Some brief thoughts from Todd Friel at Wretched (Here).
I'm not too familiar with yoga, but what my friends call yoga, I call stretching, and pretty much do the same thing. As far as spiritualism, any exercise I do I try to pray and listen to the Bible during it. Just making the best use of my time.
I too have been stretching since the 1970s. Range of motion exercise is a good thing.
Yes, that's true Jimmy. I think the point where Friel finds issue with yoga is when it goes from stretching & exercise into elements of Hinduism & similar religions.
I do think that, perhaps for a lot of people, yoga is merely a form of exercise. However, I think Friel has helpfully brought to the fore other issues of concern, which we ought to be aware of.
I don't disagree with Friel. I only point out, that for me, as well as other like minded individuals, stretching is exercise that has no correlation with yoga.
I’ve seen ‘Christian’ recommendation of, along with the stretching and different positions, also making use of mindfulness and breath prayers, repeating a phrase or word with biblical connotations. That’s definitely amiss. I don’t guess there’s anything wrong with the positions themselves (?) Except you can hurt yourself!
Yeah, so I actually watched the video and agree 100%. Including that we shouldn’t call stretches we do “yoga” (even if they are also used in yoga) and shouldn’t participate in anything by the name. I did not know that yoga is the Hindu way to salvation. Informative, thanks Scott!
As long as one understands that "salvation" as the Christian understands it is not a Hindi or Buddhist (reformed Hinduism) concept (as I am sure that you know, Jeri).
Overcoming maya, transcending karma, escaping samsara, and achieving nirvana are "salvation" for the Buddhist, meaning that it is their aim, realized in the extinction of desire and personal consciousness, "when the dewdrop slips into the shining sea." Yoga is a part of the realization of this.
The Hindi speak of the journey within, in which the atman (the most essential self) discovers that, at core, it is Brahman (divine). Classically, Hinduism speaks of four "paths" of yoga (the practice itself having eight "limbs"), though there are a number more, all calculated to enable the discovery that "all is one and it is divine." So, yes, yoga is a part of Hindi "salvation," though to say that without some of this explanation is not helpful to people who've not studied these religions.

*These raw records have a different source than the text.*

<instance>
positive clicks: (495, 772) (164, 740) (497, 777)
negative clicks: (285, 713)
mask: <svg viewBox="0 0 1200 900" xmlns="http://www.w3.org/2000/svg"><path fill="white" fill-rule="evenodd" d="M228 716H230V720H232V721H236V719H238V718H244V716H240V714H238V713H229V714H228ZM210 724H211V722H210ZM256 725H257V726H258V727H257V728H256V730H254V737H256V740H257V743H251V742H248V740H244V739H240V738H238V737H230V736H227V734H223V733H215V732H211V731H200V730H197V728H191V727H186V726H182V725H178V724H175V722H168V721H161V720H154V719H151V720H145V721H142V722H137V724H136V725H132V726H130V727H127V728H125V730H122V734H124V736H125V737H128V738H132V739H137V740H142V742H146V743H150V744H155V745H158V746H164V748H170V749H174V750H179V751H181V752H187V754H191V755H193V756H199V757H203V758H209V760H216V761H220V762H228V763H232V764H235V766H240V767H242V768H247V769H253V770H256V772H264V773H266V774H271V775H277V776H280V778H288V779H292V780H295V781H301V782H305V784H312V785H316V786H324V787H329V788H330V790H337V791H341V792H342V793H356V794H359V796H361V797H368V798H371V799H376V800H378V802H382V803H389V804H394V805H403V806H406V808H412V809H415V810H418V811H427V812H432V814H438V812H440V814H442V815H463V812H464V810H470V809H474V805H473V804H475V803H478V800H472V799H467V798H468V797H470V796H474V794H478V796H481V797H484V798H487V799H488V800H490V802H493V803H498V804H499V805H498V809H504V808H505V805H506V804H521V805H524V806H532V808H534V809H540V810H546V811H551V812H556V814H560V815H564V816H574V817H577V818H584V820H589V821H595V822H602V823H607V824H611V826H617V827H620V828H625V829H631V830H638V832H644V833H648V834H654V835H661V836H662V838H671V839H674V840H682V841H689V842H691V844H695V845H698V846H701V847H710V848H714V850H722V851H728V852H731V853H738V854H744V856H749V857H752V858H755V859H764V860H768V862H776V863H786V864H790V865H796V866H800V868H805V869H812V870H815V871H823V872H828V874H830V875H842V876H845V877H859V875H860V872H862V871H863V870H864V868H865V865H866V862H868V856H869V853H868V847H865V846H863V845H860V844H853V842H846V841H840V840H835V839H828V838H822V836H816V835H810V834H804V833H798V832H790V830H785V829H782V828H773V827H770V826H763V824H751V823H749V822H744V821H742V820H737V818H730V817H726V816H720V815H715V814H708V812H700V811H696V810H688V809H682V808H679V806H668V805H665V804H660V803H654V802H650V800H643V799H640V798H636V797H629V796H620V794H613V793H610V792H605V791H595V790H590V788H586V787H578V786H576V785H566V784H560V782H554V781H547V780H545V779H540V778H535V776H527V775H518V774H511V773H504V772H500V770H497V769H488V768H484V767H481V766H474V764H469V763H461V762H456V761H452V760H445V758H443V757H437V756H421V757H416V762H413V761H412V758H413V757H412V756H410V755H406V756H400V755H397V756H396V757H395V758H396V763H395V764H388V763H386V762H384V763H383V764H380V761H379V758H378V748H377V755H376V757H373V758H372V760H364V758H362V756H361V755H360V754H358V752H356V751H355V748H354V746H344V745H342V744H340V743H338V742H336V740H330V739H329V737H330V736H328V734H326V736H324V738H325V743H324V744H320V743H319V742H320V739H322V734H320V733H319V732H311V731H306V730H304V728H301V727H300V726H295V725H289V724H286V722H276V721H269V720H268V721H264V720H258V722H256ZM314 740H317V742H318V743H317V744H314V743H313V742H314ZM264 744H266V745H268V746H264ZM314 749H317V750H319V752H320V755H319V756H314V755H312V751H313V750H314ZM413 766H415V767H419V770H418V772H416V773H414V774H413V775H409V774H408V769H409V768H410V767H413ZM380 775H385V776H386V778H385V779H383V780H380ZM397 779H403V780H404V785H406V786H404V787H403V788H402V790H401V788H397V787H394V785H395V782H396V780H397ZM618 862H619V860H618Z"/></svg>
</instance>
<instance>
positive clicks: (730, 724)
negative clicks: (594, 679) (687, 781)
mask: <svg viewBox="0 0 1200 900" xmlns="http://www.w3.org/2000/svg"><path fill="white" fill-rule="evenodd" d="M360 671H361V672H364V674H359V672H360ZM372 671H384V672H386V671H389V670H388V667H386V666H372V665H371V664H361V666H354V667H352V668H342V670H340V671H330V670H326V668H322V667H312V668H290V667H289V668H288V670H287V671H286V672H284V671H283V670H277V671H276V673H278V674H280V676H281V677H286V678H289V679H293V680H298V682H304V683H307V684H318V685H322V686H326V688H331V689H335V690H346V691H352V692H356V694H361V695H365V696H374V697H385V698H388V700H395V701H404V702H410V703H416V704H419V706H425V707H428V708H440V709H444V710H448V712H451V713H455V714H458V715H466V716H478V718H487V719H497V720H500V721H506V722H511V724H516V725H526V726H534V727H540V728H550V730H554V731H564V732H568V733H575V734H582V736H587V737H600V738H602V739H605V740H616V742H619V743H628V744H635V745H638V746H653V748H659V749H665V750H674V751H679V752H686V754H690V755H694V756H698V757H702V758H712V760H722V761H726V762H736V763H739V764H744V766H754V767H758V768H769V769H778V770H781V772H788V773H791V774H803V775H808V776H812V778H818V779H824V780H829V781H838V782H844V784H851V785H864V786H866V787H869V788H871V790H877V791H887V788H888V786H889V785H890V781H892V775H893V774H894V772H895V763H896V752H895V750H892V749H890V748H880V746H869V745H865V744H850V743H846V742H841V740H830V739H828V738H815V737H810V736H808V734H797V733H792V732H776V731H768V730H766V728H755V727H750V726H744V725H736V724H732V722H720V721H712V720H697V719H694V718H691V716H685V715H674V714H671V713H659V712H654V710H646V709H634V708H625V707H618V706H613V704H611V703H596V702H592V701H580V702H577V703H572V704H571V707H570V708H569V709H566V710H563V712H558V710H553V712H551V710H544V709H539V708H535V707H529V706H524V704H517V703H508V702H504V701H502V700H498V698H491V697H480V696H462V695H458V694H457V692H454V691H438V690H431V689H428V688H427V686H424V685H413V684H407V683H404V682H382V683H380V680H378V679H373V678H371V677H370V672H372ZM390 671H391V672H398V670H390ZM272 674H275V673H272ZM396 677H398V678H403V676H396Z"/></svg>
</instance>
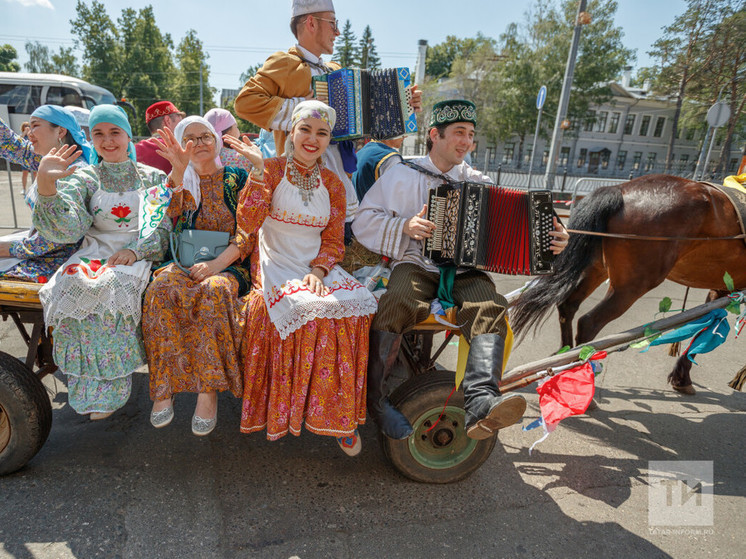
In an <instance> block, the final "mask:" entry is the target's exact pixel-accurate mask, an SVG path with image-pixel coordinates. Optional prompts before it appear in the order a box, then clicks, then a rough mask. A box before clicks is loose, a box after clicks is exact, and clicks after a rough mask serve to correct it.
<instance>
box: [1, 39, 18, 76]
mask: <svg viewBox="0 0 746 559" xmlns="http://www.w3.org/2000/svg"><path fill="white" fill-rule="evenodd" d="M16 58H18V51H17V50H16V49H15V48H13V47H12V46H11V45H8V44H5V45H0V72H18V71H19V70H20V69H21V65H20V64H18V62H17V61H16V60H15V59H16Z"/></svg>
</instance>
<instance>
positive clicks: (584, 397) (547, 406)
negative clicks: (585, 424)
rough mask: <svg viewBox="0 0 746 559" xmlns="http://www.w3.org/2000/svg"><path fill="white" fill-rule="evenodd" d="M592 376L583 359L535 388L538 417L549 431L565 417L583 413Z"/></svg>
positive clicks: (551, 429)
mask: <svg viewBox="0 0 746 559" xmlns="http://www.w3.org/2000/svg"><path fill="white" fill-rule="evenodd" d="M594 357H595V356H594ZM594 377H595V375H594V373H593V368H592V367H591V364H590V362H586V363H583V364H582V365H580V366H578V367H575V368H574V369H570V370H568V371H565V372H563V373H560V374H557V375H554V376H553V377H551V378H549V379H548V380H547V381H546V382H544V383H543V384H541V385H539V386H537V387H536V391H537V392H538V393H539V406H540V407H541V416H542V417H543V418H544V424H545V425H546V427H547V430H548V431H552V430H554V428H555V427H556V426H557V423H559V422H560V421H562V420H563V419H565V418H566V417H570V416H571V415H580V414H582V413H585V410H586V409H588V405H589V404H590V403H591V399H592V398H593V392H594V390H595V383H594Z"/></svg>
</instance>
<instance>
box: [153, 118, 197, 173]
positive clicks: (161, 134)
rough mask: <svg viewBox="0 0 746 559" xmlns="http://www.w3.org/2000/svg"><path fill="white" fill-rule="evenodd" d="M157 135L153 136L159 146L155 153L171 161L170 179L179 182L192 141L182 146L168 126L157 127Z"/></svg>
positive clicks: (184, 169) (190, 141)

I would not call any kind of exercise, as you note Jeri, that I as a Christian might do "yoga." It is the practice of a false religion and false religions are demonic. Todd Friel is correct, though he could be more informative in his discussion. [Just as a side note, I can't quite stomach his presentation style, though I suppose that others like him quite well. I'll just let it go at that!]
“realized in the extinction of desire and personal consciousness...”
So terribly sad!
It is not just any kind of stretching. It is certain movements, poses, breathing used in a different religion.
Best comparison I can think of is crossing yourself. Fingers to head, chest, then each shoulder. Now imagine folks in the middle east or India found some health benefit to doing that. They start crossing themselves as part of their exercise regiment. It's a religious sign, used inappropriately nonetheless.
I remember reading somewhere that what most people think of as yoga was actually invented in the 1950s or early 1960s in England (I think, something to do with British army exercises) and has nothing to do with India or Eastern religions.
Steven Bancarz did an interview with Sheologians a while back that was helpful.
I used to do it as part of P 90X, but I could never make it through the whole workout because it was too hard.
I don't think every yoga pose is a genuflection to Shiva. Otherwise getting in a football stance is yoga. On the other hand--well, that gets into the demonic and spiritual warfare.
To get mobility I started doing bodyweight exercises and Taekwon-do.
I prefer the Scottish Covenanter stretches:
His presentation style is unique for sure (though his radio broadcasts do not seem to be so exaggerated), but I have found his content generally useful. He seems to be a Calvinistic dispensational Baptist, in the vein of John MacCarthy, so there are going to be points that one who is confessional may not agree with at times. He also recently said some things that sounded to me like Eternal Subordination of the Son, so listening to him just requires some attention.